A marketing strategy is your guide to successfully promoting and growing your business. A good marketing strategy will help you answer key questions about your business: How will you position your company in the market? How will you differentiate from your competitors? How will you reach your customers? What are your sales goals? Where will you advertise? All of these are important questions that as a business owner, you need to be able to answer.
Beyond that, however, a good marketing plan can help you to ensure that you’re using your resources most effectively. This is especially important if you develop an online marketing plan, which I always recommend. Rather than just jumping into social media or starting a blog, an online marketing plan helps you to align your online activities with your business goals. And in the end, isn’t that what you want? Here are just a few reasons why a marketing strategy is good for your business.
You will not know your market
Customer demand for online services may be underestimated if you haven’t researched your online market. More importantly you won’t understand your online marketplace: the dynamics will be different to traditional channels with different types of customer profile and behavior, competitors, propositions and options for marketing communications.
Existing and start-up competitors will gain the market
If you’re not devoting enough resources to digital marketing and have no clearly defined strategy, your competitor is likely to have you for breakfast!

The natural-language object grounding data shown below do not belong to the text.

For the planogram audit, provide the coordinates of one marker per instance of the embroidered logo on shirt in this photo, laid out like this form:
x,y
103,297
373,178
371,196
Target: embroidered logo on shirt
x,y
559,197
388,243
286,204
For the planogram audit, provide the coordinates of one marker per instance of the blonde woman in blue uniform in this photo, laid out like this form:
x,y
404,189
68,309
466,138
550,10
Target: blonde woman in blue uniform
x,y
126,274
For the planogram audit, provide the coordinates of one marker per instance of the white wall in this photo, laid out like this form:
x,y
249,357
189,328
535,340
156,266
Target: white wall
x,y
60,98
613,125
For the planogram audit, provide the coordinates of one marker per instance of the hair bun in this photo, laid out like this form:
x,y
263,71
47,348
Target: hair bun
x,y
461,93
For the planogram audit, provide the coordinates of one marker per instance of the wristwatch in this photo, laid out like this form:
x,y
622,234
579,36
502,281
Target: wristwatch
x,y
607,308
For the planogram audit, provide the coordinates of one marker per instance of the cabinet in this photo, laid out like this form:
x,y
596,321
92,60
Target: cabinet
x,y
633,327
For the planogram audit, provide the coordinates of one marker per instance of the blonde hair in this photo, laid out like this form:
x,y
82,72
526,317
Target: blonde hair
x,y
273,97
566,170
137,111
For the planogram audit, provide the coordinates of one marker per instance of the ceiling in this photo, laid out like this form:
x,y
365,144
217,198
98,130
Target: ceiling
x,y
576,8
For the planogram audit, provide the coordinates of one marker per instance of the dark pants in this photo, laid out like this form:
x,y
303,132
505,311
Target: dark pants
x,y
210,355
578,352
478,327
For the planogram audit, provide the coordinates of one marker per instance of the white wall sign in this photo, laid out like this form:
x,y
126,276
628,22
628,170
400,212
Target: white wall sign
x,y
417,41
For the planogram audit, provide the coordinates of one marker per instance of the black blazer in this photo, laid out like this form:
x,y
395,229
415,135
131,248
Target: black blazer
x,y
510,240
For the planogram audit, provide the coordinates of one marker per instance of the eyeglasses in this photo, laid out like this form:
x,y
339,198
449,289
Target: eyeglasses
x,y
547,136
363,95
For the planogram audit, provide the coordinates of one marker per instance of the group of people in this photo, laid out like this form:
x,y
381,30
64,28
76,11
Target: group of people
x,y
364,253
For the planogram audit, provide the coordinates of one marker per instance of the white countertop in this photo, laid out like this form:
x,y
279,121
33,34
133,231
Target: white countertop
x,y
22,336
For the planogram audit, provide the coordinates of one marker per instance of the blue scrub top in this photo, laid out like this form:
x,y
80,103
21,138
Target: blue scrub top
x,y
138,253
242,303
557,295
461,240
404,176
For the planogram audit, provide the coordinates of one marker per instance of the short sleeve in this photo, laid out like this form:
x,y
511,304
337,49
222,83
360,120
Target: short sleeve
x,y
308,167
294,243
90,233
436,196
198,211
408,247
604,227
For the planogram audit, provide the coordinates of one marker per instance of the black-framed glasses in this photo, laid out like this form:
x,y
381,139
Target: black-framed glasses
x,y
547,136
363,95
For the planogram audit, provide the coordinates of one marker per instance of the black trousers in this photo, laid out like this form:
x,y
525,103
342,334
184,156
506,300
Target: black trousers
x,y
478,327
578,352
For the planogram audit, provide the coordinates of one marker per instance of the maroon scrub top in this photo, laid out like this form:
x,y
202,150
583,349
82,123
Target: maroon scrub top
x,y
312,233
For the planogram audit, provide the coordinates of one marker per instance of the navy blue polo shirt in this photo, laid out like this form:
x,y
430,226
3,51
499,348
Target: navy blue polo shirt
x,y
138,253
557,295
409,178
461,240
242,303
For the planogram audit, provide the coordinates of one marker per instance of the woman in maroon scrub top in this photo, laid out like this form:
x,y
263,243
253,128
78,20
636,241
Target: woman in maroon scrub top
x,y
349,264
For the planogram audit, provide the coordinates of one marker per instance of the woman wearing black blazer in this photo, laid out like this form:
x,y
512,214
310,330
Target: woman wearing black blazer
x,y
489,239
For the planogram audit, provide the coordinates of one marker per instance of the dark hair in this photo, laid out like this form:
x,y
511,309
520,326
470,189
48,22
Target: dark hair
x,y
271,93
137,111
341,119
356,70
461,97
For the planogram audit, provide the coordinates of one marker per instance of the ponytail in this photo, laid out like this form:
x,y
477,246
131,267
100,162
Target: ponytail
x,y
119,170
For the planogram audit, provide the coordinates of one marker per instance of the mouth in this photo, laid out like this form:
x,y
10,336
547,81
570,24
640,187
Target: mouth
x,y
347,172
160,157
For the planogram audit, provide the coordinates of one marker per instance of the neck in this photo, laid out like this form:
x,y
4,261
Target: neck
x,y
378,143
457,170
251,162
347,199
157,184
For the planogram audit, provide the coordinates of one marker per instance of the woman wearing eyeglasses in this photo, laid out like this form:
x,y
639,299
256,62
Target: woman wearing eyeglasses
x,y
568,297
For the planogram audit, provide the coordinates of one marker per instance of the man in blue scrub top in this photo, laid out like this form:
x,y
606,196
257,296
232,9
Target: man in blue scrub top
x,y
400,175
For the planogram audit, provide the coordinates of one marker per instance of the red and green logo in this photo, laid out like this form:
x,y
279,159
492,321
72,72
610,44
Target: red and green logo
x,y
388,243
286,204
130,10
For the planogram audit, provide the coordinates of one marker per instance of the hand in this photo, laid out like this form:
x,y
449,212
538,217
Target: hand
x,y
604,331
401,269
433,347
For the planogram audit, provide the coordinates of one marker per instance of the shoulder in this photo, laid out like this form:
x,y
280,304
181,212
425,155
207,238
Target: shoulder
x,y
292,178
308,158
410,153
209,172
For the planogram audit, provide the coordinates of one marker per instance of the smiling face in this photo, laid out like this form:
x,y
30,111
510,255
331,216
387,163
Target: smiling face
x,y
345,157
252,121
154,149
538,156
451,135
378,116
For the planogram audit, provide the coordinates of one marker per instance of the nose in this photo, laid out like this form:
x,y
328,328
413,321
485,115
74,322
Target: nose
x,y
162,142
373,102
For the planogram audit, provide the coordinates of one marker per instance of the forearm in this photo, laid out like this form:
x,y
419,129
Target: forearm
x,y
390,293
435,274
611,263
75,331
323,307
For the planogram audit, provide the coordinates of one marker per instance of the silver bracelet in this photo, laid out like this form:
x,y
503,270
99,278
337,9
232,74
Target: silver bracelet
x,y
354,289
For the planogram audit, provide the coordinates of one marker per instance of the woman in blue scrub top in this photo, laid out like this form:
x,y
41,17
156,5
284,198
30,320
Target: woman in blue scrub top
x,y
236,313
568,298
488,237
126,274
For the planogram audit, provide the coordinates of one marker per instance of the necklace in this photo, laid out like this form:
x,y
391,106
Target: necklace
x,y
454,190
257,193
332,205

You have no clear direction
Companies without a digital strategy do not have clear goals for what they want to achieve online; in terms of gaining new customers or building loyal relationships with existing ones. If you don’t have strategic goals you’re probably not utilizing enough resources to meet those goals, and more than likely not evaluating through analytics whether you’re achieving those goals.
You have no value online
A clearly defined online customer value will help you differentiate your online services, encouraging existing and new customers to engage initially and stay loyal.
You’re not integrated
It is common for digital media to be completed in silos, whether that’s a specialist digital marketer in IT or an outsourced digital agency. It’s easier that way to package digital marketing into a convenient chunk. But of course it’s less effective. Everyone agrees that digital media works best when integrated with traditional media and response channels.
Digital doesn’t have enough people/budget
Insufficient resources will be devoted to both planning and executing e-marketing and there is likely to be a lack of specific specialist e-marketing skills which will make it difficult to respond to competition timely and appropriately.

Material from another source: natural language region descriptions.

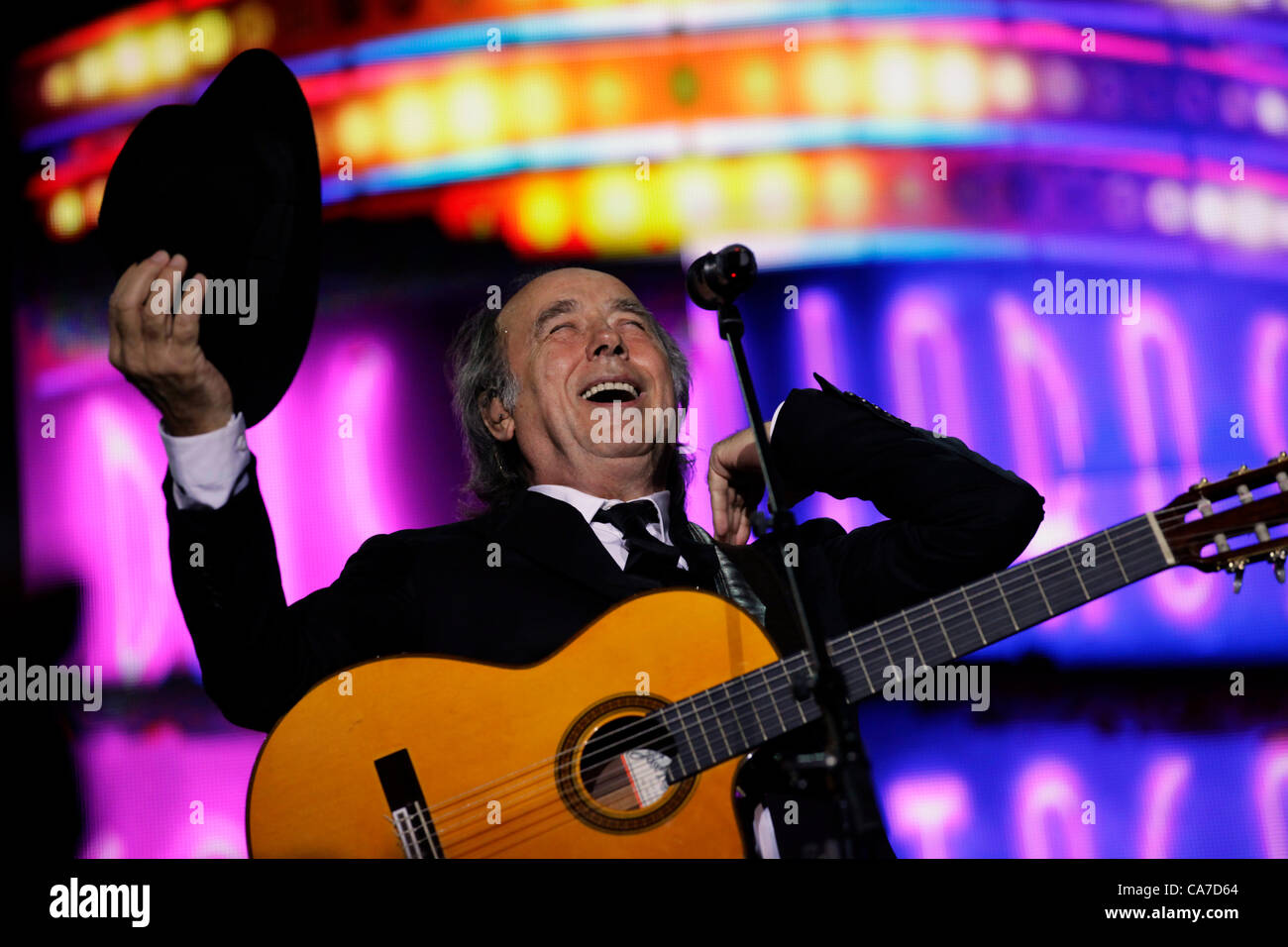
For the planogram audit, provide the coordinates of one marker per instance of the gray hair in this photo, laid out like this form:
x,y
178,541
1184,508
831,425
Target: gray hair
x,y
481,371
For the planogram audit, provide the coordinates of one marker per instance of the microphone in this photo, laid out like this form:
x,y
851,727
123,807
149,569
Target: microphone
x,y
715,279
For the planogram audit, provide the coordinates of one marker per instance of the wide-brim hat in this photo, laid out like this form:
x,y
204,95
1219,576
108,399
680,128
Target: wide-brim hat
x,y
233,184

You’re duplicating efforts
Even if you do have sufficient resources it may be wasted. This is particularly the case in larger companies where you see different parts of the marketing organization purchasing different tools or using different agencies for performing similar online marketing tasks.
You will not know your online customers well enough
Google Analytics and similar will only tell you volumes not sentiment. You need to use other forms of website tools to identify your weak points and then strengthen them.
You are having a hard time catching up or staying ahead
If you look at the top online brands like Tesco, Amazon, Dell, Google, they are all dynamic approaches to gain and keep their online audiences.
You’re not optimizing
Every company with a website will have analytics, but many senior managers don’t ensure that their teams make or have the time to review and act on them. Once a strategy enables you to get the basics right, then you can progress to continuous improvement of the key aspects like social media marketing, search marketing, site user experience, and email marketing.